Daß Mancher eine günst'ge Stäte fand,
Daß Wiederklang in Ohr und Brust er weckte,
Daß Volkes Mund vielleicht ihn nachgesungen,
Bläht ihn nicht auf. Und mich noch weniger.
Für etwas Höheres hielt ich mich nie,
Als für den Dichter der Gelegenheit,
Wie man uns nennt. Vergebens bin ich nicht
Ein Schlesier; und was dies heißen will
Bei lyrischen Poeten, - jeglich Handbuch
Der Literargeschichte meldet's Euch
Seit grauen Jahren! Wohl ein Segen ist's,
Ein Segen den ich oft empfunden habe:
Den Augenblick erfassend frisch und froh
Sich der Gelegenheit rasch zu bemächt'gen;
Den Ton zu treffen; edle, große Kreise
Durch Wort und Klang gesellig anzuregen
In Ernst wie Scherz. Noch leben viele Zeugen,
Die mir's bestätigen. Ein Segen ist es, -
So lang' es dauert. Schier zum Fluche wird's,
Soll dann in einen Kranz der Sänger schlingen,
Was ihn und And're duftend einst erfreute,
Und findet statt der Blumen dürres Heu
Und muß wegwerfen, was er sammeln wollte.

Er muß! Er mußte! Ja, er hat's gethan;
Hat ausgeschieden, was, (nicht weil es schlecht,
Vielleicht nur weil's in seiner Art das Beste,)

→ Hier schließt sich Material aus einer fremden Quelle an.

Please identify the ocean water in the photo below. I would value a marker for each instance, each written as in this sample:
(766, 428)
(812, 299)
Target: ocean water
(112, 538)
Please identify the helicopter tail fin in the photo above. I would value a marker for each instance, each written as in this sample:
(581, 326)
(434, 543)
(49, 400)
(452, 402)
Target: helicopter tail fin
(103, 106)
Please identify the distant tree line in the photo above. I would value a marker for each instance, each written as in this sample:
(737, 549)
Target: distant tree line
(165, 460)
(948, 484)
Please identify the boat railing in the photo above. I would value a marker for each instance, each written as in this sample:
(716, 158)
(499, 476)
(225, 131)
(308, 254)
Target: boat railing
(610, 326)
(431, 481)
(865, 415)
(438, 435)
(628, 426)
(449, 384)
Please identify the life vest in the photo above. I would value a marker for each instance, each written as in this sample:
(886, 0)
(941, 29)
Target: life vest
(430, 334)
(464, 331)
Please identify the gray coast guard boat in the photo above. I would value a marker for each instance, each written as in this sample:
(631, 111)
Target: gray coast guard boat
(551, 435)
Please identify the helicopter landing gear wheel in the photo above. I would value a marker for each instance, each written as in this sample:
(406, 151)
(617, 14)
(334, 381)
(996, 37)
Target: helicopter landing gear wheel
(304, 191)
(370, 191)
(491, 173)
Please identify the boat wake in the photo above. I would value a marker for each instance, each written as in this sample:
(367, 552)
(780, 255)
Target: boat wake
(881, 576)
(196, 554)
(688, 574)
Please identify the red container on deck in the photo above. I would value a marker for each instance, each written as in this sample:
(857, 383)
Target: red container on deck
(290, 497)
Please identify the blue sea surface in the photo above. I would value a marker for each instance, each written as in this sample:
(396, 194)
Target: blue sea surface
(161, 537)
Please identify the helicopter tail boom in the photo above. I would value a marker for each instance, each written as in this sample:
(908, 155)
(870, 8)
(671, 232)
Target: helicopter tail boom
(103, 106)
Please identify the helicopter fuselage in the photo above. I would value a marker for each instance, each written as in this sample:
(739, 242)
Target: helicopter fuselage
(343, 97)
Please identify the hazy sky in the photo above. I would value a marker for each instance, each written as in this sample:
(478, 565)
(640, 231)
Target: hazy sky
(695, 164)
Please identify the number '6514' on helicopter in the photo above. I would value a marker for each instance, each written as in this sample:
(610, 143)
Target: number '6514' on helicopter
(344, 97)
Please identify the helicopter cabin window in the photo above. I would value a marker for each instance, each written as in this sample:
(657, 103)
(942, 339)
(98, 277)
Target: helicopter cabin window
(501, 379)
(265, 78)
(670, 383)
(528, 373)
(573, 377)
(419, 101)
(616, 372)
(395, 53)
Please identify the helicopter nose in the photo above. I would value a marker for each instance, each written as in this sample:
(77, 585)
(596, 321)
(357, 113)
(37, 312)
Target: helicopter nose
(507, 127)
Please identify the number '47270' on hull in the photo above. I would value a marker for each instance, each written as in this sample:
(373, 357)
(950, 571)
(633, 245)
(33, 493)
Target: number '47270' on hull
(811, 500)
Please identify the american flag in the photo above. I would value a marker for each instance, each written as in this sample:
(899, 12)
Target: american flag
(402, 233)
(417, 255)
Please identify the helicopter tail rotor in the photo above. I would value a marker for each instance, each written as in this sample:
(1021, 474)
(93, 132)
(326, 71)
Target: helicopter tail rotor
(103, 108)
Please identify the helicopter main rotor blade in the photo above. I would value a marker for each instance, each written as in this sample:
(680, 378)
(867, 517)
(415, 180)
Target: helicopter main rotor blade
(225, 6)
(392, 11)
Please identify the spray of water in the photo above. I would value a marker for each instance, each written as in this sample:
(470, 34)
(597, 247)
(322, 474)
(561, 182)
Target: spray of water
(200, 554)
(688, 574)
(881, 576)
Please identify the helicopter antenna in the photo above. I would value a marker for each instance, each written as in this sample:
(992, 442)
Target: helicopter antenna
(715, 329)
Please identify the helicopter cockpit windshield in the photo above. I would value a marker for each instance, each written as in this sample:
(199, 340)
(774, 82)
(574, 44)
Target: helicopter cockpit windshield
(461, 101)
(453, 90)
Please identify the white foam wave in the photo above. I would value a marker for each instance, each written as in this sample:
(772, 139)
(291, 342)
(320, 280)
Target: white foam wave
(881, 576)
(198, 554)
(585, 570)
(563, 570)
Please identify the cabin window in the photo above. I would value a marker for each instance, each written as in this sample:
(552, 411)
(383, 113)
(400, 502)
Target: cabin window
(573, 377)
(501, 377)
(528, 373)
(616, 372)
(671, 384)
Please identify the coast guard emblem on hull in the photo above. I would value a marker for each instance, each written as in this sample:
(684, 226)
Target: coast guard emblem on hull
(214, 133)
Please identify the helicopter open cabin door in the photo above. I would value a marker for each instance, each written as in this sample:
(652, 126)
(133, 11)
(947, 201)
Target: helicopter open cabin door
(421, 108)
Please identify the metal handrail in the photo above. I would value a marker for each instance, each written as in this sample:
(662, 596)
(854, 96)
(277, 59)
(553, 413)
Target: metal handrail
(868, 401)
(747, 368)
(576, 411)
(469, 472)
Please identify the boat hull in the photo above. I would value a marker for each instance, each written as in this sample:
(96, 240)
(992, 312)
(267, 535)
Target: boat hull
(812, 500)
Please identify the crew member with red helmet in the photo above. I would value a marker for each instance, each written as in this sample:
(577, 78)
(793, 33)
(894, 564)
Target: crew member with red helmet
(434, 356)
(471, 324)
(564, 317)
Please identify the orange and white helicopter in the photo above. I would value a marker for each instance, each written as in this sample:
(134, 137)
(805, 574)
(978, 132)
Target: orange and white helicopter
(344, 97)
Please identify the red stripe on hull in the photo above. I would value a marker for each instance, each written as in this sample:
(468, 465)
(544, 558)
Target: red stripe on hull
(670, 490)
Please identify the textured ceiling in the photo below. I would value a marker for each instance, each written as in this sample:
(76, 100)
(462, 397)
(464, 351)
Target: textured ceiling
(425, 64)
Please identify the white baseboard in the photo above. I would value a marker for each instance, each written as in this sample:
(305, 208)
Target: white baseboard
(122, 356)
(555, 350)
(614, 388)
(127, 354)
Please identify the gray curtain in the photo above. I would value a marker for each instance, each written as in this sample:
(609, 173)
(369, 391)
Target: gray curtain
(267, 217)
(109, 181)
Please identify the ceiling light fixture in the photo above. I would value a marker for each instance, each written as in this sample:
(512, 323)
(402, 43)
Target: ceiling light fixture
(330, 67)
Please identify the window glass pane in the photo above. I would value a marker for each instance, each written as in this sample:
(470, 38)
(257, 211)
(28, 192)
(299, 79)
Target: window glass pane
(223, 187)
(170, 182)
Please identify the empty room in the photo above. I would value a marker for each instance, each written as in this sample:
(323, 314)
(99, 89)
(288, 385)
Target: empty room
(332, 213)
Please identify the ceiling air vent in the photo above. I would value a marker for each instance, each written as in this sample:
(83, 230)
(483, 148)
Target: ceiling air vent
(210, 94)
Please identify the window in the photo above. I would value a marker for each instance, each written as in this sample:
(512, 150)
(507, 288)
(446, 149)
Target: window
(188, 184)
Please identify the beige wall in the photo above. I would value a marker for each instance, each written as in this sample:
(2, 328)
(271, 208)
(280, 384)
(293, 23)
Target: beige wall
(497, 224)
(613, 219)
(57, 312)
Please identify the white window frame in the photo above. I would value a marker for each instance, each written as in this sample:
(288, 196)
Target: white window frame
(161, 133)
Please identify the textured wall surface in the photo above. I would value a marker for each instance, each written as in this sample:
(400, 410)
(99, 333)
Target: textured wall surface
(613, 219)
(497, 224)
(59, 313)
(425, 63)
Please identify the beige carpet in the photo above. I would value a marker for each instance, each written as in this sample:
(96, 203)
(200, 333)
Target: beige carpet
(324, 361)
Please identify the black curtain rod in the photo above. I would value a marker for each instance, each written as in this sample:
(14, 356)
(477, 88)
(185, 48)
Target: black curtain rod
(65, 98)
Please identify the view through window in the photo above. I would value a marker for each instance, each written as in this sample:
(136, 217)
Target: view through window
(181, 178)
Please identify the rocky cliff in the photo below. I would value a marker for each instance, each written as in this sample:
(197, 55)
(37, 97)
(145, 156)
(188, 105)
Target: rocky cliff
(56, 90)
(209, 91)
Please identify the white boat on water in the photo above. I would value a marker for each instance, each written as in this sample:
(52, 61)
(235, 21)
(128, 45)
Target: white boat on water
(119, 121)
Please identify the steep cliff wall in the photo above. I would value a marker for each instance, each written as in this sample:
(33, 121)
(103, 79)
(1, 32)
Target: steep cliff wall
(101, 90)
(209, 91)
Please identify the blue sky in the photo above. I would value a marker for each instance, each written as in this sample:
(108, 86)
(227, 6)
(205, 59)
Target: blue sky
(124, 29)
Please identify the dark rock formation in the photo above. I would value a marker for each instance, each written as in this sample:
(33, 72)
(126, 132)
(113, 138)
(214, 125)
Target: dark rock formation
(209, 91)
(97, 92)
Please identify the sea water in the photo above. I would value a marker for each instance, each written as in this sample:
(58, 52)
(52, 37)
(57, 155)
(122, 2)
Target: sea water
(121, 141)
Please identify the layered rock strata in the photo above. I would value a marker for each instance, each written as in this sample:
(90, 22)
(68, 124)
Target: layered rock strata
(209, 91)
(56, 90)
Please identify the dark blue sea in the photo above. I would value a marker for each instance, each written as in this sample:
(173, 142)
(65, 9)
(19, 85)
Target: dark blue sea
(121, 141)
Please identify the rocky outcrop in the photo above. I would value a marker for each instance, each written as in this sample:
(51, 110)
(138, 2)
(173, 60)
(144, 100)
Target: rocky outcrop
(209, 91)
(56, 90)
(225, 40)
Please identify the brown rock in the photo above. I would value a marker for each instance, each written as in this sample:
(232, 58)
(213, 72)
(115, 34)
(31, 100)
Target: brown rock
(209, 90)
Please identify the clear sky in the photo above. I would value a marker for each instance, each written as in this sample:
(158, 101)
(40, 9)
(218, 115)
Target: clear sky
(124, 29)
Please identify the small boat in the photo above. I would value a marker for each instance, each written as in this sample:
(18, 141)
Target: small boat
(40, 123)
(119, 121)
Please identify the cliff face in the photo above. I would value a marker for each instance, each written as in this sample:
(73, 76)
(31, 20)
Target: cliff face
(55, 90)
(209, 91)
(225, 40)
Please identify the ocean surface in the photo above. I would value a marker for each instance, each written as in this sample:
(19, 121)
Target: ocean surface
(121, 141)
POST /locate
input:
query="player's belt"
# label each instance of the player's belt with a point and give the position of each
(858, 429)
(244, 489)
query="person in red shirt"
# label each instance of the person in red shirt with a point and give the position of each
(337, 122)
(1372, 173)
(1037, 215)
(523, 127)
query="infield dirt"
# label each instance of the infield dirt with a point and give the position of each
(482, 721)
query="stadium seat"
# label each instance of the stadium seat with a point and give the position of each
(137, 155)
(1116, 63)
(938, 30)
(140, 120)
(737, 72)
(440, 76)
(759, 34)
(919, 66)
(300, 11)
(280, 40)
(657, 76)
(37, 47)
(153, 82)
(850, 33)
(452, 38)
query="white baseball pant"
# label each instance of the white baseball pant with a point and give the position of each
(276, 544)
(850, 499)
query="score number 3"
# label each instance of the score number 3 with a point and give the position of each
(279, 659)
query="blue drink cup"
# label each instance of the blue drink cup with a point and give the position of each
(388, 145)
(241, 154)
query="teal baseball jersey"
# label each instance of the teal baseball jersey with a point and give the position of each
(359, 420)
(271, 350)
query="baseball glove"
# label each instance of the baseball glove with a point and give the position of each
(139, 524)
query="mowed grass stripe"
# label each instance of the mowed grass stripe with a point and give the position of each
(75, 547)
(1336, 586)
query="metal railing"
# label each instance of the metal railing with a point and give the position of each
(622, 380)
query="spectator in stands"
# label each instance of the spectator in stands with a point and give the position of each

Unwirksam, unverständlich ward. Ob nun
Von dem was blieb sich Dieses oder Jenes
Vernichtender Kritik entziehen kann?
Ob vor gedieg'nem Urtheil leben wird,
Was einst gelebt? Ob auch mein dunkles Plätzchen,
Im Schatten selbsterwählt, mir einzunehmen
Gestattet wird? ... Gleichviel! Dies Buch gehört
Zu meinen Büchern. Meine Bücher sind
Ein Theil von mir, von meinem Sein und Streben;
Gut, oder schlecht; wer ändert's? Eins ist sicher
Ich habe nie gelogen, nie geheuchelt,
Geschmeichelt nie um leidigen Gewinn.
Wie mir zu Muthe war hab' ich gesungen.
Ich hab' in Oest'reich nie verleugnen wollen,
Daß ich ein Preuße bin; in Preußen hab' ich,
Daß ich auch Oest'reich liebe nie verhehlt;
Ich hab' es Rechts wie Links mir oft verdorben,
Bin d'rum ein armer Musensohn geblieben,
Mit grauem Haar, der unbegünstigt wandert
Und unbefördert; der durch eig'nen Fleiß
Sich kümmerlich, doch ehrlich, weiter half
Auf seinem rauhen Pfade bis an's Grab.
Das ist mein Stolz. Mein einziger.

                Ihr Freunde,
Die Ihr mich noch in Eurem Herzen tragt,
Legt dieses Büchlein auch an Euer Herz;
Legt's zu des "Waldes Stimmen," bitt' ich, und
Den "Schlesischen Gedichten." Diese drei
Nicht allzudicken Bände sind der Mensch,
Der ganze Mensch, den Haß und bitt'rer Tadel
Oft niederbeugte; den nachsicht'ge Huld
Dann wieder aufgerichtet. Wenn Ihr tadelt,
Mischt auch ein freundlich Wörtchen mit darein.